Redacción: Ana Inés Basco



People’s subjective opinions may shift or be affected by those of others and the environment that surrounds them. Substantial changes have swept Latin America and the world as a whole in recent months. The political and economic context has been transformed over the last year. Will this change the perspectives and perceptions of the citizens of Latin America and the Caribbean? What will they see as the most important issue for development after the notable changes that have taken place globally and regionally over the last year? Will the anti-integration movements and growing protectionism in the northern hemisphere have a knock-on effect on Latin America? Or, in contrast, do Latin Americans largely disapprove of these attitudes? Do they instead see the current situation as an opportunity to strengthen their bonds? How do they see the United States in the wake of the recent presidential elections? Will people’s perceptions of individual rights have changed? Will their perceptions of the US have changed their views on China? How is the immigration crisis in other continents affecting Latin Americans’ opinions? Is integration an aspiration or a priority?

These are some of the questions that came up during the 2017 Opinion Poll Workshop, part of the INTAL/Latinobarómetro Alliance, a regional public good. The answers to them will allow conclusions to be drawn regarding how the region’s citizens perceive these changes in the global and regional context. On March 17, 2017, representatives from the nine countries involved in running the project met at INTAL-LAB to draft the questions for the opinion poll that will be implemented in 18 countries in the region so as to evaluate citizens’ opinions on crucial issues such as democracy, integration, and development. Representatives from the governments of Argentina, Brazil, Chile, the Dominican Republic, Ecuador, Mexico, Paraguay, Peru, and Uruguay took part in the meeting.

Regional integration boosts development because it is a key part of the process of integrating efficiently into the world by lowering costs, opening up markets, and improving countries’ physical connectivity, among other aspects. However, are the region’s citizens aware of these benefits? The government officials present at the meeting were particularly interested in finding out more about perceptions of regional integration, support for free trade, foreign direct investment, and tolerance toward immigration.

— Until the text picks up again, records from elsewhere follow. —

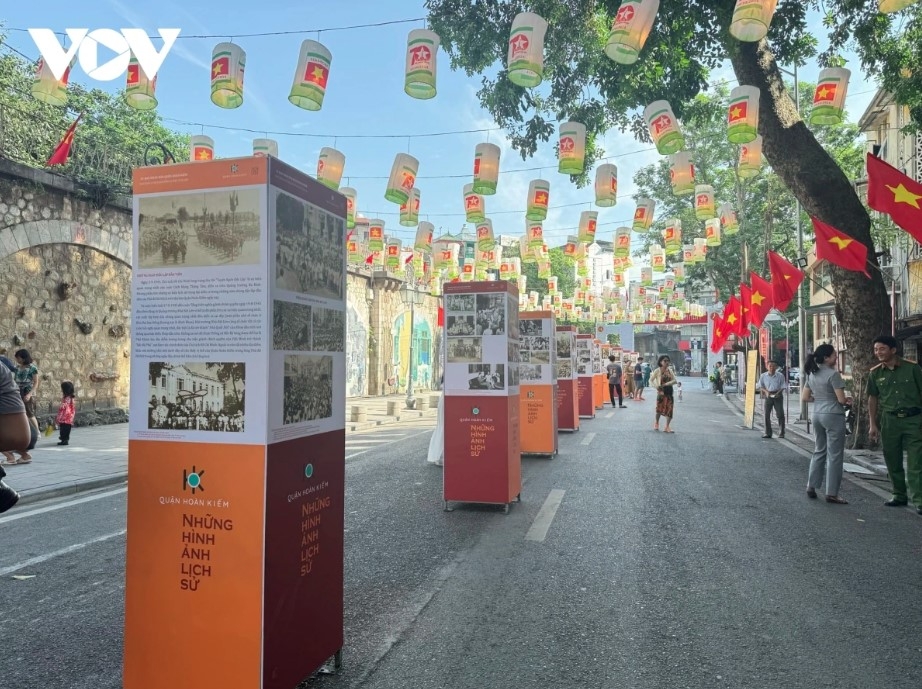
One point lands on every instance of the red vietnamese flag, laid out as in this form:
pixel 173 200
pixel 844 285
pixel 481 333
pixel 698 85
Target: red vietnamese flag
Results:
pixel 892 192
pixel 785 280
pixel 718 334
pixel 760 299
pixel 62 150
pixel 837 247
pixel 746 301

They also decided to continue asking about public perceptions of democracy, the quality of institutions, and people’s trust in these and their representatives. Another key issue was corruption, both passive and active, which both the private sector and society are responsible for. Violence and security were also put forward, as there is a lot that Latinobarómetro can contribute by gauging public perceptions of violence on the streets (which generally differs from official records) and of violence within the family, which these records tend not to reveal. Both of these analyses will complement the results of official statistics, thus creating further value.

 

Those present at the workshop agreed to look more closely at the use of new technologies and the future of employment, an issue that INTAL has been working on for some time. Do citizens see new technologies as a threat to their jobs? Do they think that start-ups and technological development will set Latin America apart in a few years? Is Latin American society open to the sharing economy? To tackle these questions, INTAL is developing a new project that seeks to analyze the implications of technological change in labor markets and the region’s global integration. As part of these activities, it will soon be publishing the results of a survey of millennials from Argentina that aims to find out how young people see these changes and evaluate information gaps. The Latinobarómetro survey will complement this particular analysis because it encompasses the entire region and covers a larger age group that is representative of society as a whole.

 

The commitment of all the government officials involved has been crucial to the ongoing development of the INTAL/Latinobarómetro Alliance. Given the current context, these polls are a critical tool for understanding Latin American society and engaging with its views and perceptions on what is happening both in the region and the rest of the world. They are also an important public policy instrument as they provide governments with useful information and measurements on key issues in adverse political and economic contexts that may be hard to understand. The time has come for us to raise the profile of Latin America and the Caribbean. The outcomes of the 2017 poll will undoubtedly contribute to achieving this objective and add value to current analyses of regional integration. The recent workshop was extremely fruitful in defining the issues that matter most to our region’s citizens and are the sources of greatest concern for them.